拙著『自炊力』へのご感想で「(まずはじめはコンビニでどう買うか、次にはどう足すかというところまで)引き下げなきゃいけないというのは、いかに料理をしない人が多くなったかということですね」的なコメントをいただきました。

なんか、そこからいろいろ考えちゃったんですね。
現代は昔と違って「家事に専従できない時代」でもあり、また「分担の時代」でもあります。そして今までが「料理できること=当然」と思い過ぎていた時代だ、と思うのですよ。

さらにいえば「女が料理できること=当然」でありすぎたのではないでしょうか。だから「料理しない人がいかに多くなったか」ではなく、「料理は別にできなくても、やりたくなければやらなくてもいい」を選べる時代に着実に変わってきたと思うんです。以前なら声をあげることすらできなかったのが、あげられるようになってきたと。

「女が料理できること=当然」の時代が過ぎゆくということは「男が料理できないこと=当然」の時代もすでに終わりつつある、ということです(地域文化による温度差的なことは常に話題になりますが)。
ゆえに私は男女年齢関係なく、今は「自分の生活スタイルに見合った自炊力を早めに身につけたほうがいい」と拙著で書きました。

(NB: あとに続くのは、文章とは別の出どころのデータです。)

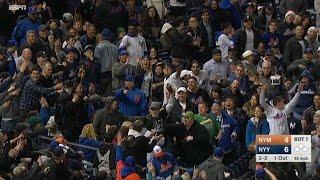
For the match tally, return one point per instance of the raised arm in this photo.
(294, 100)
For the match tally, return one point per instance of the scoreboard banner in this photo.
(283, 148)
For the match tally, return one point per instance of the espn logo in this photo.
(16, 7)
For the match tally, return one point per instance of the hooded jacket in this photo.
(293, 50)
(228, 125)
(215, 169)
(254, 128)
(20, 31)
(125, 169)
(132, 104)
(306, 98)
(164, 165)
(195, 151)
(111, 15)
(278, 118)
(103, 118)
(311, 66)
(89, 154)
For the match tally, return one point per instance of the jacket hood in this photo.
(306, 73)
(134, 133)
(109, 101)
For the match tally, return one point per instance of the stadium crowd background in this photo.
(156, 89)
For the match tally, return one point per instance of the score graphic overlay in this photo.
(283, 148)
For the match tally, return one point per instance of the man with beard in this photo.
(29, 23)
(32, 92)
(240, 116)
(134, 44)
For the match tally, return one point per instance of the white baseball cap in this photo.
(247, 54)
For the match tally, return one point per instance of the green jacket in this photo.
(213, 126)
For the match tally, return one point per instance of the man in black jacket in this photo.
(111, 14)
(109, 115)
(196, 94)
(192, 139)
(179, 107)
(247, 38)
(294, 49)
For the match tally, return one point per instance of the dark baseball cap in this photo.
(308, 50)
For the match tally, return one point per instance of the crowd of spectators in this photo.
(156, 89)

なるべく若いうちに、ある程度の自炊力を身につけておけばそれは一生の財産です(別にこれは一通りの料理ができるようになるとか、そんな高いレベルのことじゃなく。そのあたりは本を参照してください)。
自炊という、生活の中の料理(買い出しから献立決め、調理、あまった食材の保存と使い切りという一連の行為)を体験しておくと、誰かと暮らしたときに共有できるものの深さ、互いへの思いやりがグンと違うから。やってないとわかならないし、「料理なんてやってみれば簡単でしょ」「みんなやってるじゃん」的に思う人、少なくない。

今までは「料理好きからの発信」のみがクローズアップされすぎていた、とも感じています。料理雑誌やらグルメ雑誌って、食べること作ることが好きな人たちに向けてのものですからね。「このぐらいのところから教えてほしい」という声を見逃している部分、あるんです。
料理好きのまわりには料理好きが集まる。料理が苦手、という人の声はさらに拾われなくなっていく。「料理は好きだけど、あんまり上手くなくて」「料理はやってこなかったけど、やろうと決意したんです」的な人向けの本は、いくらでもあるけれど、それ以外の人に向けた本は少なかった。

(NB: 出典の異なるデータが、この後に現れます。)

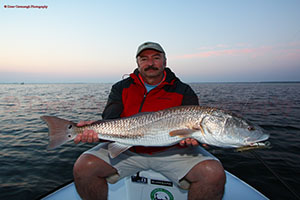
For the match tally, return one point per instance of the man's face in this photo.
(151, 63)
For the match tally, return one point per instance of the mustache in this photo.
(151, 68)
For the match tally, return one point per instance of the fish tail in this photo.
(60, 131)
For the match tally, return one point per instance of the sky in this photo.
(96, 41)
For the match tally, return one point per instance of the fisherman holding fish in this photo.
(151, 87)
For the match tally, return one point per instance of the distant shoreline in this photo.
(211, 82)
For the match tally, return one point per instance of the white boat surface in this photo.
(151, 185)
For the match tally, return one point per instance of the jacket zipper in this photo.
(143, 101)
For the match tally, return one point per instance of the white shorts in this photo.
(174, 163)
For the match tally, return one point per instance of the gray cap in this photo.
(149, 45)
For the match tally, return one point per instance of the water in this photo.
(28, 170)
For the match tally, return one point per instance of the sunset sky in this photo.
(96, 41)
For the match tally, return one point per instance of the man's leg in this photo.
(207, 180)
(90, 174)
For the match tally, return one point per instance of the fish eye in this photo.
(251, 128)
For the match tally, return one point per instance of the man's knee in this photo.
(210, 171)
(90, 166)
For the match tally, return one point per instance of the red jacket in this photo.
(129, 97)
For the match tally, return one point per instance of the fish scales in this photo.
(147, 129)
(166, 127)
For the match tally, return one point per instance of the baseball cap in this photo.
(149, 45)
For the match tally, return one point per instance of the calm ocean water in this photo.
(28, 170)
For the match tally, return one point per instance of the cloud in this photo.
(282, 51)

そして「最低ラインのところから教えてますよ。分かりやすいでしょう」的な目線は、料理しない人、料理苦手な人にとって愉快なものではありません。無意識の「そういう感じ」が、今までの料理本には少なからずあったと思っています。また「このぐらい簡単だったら大丈夫でしょう?」的な作り手の無意識も、ビギナー向けの本では感じられることがある。これもよくない。
こうじゃないんだよな…こういうことじゃないんだよなあ……という違和感が『自炊力』を書いたひとつのモチベーションともなっていました。

話はいろいろ飛びましたが、「料理しない人が増えているのか」というコメントから、「料理はしなくてはいけないもの」という無意識にあらためて気づかされたというか。料理しない自由、料理しないという選択はあってしかるべきです。「でも、料理ってこんなに楽しいんだよ!」「自分で作ったごはんは格別だよ!」と料理好きは言ってしまいがちなんですよね。
そこも、分かる。
そういうときはあなたが一番苦手だった教科を思い出してほしい。「数学の楽しさ、教えてあげるよ!」「こうやったら体育、きっと好きになる」と得意な人から、大人になったいま誘われたらどう思うでしょう。

食事は毎日のこと。料理ってすごく身近なもの。だからこそ、コンプレックスが刺激されやすい。ナーバスな問題だなとあらためて思い、書き留めておきたくなりました。